The methods of digital fabrication of FRP lend themselves very readily to the creation of unique and unconventional shapes for contemporary architecture. However, there is another side to FRP: the restoration or recreation of traditional architectural detailing. Restoration of old or historical buildings often entails re-creating ornamental work – especially old stone work, that would be prohibitively expensive to fabricate now using the original materials and methods. They can be fabricated cost effectively, however, using the same digital fabrication methods used to create elements for new designs.
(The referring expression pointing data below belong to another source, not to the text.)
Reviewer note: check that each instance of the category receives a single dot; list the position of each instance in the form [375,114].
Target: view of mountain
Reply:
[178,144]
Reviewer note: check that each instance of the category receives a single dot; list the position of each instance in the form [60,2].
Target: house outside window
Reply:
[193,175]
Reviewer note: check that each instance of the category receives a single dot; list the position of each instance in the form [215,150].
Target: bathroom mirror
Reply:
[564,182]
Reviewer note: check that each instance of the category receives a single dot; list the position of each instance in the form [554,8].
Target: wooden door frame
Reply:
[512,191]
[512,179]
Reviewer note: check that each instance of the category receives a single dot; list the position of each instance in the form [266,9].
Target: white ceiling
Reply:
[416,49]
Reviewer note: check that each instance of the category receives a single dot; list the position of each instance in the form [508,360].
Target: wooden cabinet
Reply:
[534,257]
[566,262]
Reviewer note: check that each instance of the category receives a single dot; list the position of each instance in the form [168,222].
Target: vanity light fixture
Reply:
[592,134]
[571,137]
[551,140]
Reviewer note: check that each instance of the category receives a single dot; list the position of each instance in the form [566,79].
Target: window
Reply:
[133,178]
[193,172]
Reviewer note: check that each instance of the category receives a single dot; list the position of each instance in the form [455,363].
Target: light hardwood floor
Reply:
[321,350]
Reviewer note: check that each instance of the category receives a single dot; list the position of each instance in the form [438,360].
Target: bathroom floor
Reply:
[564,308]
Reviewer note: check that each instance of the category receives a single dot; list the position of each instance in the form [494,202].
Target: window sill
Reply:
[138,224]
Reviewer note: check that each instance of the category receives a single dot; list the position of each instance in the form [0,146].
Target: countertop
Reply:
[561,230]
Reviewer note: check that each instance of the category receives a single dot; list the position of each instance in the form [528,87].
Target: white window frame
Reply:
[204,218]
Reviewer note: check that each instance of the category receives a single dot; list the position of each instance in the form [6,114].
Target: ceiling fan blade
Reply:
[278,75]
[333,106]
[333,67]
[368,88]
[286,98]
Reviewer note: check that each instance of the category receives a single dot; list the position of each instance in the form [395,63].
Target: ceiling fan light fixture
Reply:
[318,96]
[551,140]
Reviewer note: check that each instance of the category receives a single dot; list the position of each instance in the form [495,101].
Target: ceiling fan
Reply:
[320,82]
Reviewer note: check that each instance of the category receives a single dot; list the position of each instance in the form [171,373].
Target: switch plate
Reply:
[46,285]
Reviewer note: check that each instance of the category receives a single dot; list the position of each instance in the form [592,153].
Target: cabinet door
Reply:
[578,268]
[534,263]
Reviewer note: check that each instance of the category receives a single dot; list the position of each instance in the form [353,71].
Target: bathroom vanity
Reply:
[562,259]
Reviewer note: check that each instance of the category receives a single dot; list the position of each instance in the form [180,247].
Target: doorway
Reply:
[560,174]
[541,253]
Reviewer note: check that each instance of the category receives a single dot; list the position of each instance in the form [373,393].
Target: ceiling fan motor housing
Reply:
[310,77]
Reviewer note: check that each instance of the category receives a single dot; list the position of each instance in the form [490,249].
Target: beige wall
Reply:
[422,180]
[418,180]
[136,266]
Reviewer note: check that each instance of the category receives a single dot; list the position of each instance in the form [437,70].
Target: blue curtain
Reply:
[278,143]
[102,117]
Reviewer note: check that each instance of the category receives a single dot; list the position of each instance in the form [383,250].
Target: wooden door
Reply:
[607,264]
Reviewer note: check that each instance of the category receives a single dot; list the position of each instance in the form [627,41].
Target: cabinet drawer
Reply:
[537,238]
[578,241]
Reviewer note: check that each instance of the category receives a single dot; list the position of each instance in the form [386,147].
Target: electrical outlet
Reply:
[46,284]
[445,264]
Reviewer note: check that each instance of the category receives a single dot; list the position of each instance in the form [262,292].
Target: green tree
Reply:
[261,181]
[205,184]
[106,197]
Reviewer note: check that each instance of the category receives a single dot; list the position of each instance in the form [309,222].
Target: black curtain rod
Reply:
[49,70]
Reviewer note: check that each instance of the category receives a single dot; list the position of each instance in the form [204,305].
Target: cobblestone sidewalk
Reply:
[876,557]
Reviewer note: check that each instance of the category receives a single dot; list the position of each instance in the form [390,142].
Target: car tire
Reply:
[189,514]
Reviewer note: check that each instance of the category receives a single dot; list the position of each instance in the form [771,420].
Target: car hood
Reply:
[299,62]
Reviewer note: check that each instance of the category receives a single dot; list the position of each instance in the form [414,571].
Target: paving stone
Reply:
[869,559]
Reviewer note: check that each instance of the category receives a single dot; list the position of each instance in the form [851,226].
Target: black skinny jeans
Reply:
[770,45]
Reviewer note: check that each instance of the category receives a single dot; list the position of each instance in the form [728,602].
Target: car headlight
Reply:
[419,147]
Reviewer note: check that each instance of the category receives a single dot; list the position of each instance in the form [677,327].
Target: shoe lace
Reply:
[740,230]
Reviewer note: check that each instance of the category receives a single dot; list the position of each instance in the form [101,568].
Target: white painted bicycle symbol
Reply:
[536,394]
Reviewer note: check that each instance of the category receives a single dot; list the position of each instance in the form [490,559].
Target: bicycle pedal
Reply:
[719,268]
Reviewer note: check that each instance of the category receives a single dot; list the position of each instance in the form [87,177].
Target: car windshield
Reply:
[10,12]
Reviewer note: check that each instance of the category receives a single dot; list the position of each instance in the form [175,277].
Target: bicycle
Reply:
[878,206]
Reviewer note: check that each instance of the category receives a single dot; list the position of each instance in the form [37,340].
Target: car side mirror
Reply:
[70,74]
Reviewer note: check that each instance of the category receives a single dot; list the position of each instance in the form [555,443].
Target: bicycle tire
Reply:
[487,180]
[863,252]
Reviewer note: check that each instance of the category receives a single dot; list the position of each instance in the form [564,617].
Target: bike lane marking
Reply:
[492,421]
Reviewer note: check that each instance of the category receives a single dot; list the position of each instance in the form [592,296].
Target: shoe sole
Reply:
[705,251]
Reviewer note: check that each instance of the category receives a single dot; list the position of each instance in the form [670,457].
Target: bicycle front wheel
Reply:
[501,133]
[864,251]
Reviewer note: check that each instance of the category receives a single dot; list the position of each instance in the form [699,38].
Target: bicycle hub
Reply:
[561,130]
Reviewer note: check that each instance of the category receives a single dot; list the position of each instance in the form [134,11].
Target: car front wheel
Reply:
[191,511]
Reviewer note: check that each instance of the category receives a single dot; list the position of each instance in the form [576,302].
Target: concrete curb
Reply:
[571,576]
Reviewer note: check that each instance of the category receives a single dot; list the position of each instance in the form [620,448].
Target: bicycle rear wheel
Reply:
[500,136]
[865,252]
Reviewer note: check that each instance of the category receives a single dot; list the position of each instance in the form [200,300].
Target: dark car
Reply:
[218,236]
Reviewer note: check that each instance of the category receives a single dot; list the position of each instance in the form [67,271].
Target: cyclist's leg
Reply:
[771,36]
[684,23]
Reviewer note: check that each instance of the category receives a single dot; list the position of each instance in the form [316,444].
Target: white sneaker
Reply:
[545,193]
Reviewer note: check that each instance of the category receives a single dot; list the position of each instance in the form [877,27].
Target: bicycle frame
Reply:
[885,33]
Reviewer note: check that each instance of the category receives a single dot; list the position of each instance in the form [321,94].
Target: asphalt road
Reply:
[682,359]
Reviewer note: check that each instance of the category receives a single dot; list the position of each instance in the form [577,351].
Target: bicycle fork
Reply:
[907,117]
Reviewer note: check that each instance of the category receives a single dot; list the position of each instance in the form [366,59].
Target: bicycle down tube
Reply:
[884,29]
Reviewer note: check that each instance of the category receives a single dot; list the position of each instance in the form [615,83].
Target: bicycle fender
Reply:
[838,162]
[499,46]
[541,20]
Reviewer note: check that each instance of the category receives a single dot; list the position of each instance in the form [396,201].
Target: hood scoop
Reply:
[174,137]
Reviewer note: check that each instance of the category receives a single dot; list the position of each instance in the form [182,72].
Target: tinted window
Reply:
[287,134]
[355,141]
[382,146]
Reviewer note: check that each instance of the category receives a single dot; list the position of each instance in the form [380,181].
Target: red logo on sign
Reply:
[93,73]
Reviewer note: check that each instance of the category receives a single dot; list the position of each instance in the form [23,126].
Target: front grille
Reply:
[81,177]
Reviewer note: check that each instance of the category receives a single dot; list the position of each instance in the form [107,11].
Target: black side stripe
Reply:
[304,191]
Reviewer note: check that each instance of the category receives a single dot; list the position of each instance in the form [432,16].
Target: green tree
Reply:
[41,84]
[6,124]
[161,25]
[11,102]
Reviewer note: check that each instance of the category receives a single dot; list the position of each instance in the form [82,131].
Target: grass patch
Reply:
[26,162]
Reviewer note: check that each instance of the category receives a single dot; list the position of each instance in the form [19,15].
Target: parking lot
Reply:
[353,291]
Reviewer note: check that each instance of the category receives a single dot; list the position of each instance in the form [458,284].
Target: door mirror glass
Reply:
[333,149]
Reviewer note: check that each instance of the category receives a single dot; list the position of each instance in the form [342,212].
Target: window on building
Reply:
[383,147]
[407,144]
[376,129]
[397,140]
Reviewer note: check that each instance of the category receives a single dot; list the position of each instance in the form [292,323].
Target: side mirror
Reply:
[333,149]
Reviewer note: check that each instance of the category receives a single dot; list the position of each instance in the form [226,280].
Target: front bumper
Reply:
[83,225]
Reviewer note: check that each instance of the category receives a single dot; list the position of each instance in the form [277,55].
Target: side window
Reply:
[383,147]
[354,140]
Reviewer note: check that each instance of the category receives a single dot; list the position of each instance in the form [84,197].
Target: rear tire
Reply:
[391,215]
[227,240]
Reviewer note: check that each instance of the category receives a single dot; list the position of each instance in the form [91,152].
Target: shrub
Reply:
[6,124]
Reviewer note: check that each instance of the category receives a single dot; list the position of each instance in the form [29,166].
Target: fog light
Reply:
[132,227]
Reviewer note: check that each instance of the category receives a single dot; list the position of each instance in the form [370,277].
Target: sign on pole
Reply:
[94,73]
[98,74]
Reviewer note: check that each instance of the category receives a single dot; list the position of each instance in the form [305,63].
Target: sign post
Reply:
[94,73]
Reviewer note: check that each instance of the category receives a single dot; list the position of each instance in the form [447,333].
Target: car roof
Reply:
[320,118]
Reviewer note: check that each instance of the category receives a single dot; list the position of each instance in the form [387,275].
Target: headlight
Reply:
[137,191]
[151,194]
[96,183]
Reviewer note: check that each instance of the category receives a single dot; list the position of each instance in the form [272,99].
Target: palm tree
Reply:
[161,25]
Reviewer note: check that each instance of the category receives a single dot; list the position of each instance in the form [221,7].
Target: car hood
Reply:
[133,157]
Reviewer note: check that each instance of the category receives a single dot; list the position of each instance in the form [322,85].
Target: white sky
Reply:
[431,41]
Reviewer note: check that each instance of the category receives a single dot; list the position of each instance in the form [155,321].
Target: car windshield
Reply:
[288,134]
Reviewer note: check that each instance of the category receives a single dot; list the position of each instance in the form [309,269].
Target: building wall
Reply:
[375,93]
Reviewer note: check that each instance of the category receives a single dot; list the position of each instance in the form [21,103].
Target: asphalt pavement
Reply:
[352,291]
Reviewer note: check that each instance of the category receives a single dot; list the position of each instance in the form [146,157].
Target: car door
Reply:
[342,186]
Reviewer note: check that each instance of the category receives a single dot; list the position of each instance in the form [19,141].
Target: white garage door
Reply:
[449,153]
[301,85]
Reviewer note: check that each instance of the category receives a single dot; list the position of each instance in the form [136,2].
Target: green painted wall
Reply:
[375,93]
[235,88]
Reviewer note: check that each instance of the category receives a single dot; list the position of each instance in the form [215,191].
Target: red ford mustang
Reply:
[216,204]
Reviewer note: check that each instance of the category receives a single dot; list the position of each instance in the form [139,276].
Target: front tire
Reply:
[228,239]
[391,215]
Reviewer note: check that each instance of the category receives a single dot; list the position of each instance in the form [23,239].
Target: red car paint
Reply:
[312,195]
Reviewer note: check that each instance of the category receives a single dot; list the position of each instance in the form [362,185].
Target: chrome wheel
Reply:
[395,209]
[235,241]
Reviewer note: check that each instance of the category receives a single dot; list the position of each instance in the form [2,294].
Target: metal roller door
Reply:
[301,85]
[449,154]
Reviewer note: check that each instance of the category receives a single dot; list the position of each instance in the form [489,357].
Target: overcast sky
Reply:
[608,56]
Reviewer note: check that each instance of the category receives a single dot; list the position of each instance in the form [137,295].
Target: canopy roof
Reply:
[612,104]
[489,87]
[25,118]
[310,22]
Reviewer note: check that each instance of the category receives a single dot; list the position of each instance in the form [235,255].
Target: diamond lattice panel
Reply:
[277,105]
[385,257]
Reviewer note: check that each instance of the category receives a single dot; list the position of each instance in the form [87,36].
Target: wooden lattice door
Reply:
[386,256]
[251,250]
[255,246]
The Marin Academy in San Rafael, CA took advantage of this strategy to replace an ornate entryway during a seismic upgrade of the building. The original had wear and damage, but there was a string desire to preserve the tradition of this entryway. The digital preservation and recreation was done by Kreysler and Associates of American Canyon, CA.
First, the original, hand-sculpted plaster façade was laser-scanned. The scans were filed away and, for several years, the old structure underwent partial demolition and remodeling.
The scans of the old entry façade were enhanced by an artist to restore damage and refine worn details. Areas on one side of the original entryway that had been damaged, for example, were restored in the model using mirror-image data from the other side.
From the restored model, molds were milled in urethane foam using CNC machines.. The particular foam is a material that enabled resins to be cast with a fine-grain, high-definition surface.
The new façade surrounding the door was cast as a one-piece element. The structural FRP sandwich included flanges at the exterior edges that were used to attach the façade to the wall. After installation by general contractor Plant Builders, the flanges were concealed under stucco.
The workflow is in a sense circular. From physical to digital through the laser scan. From digital back around to physical via the computer-controlled sculpting of the molds, which are then the basis for the recreated FRP entryway. It is not so dissimilar from the process used to create futuristic shapes that have never previously existed anywhere outside the imagination.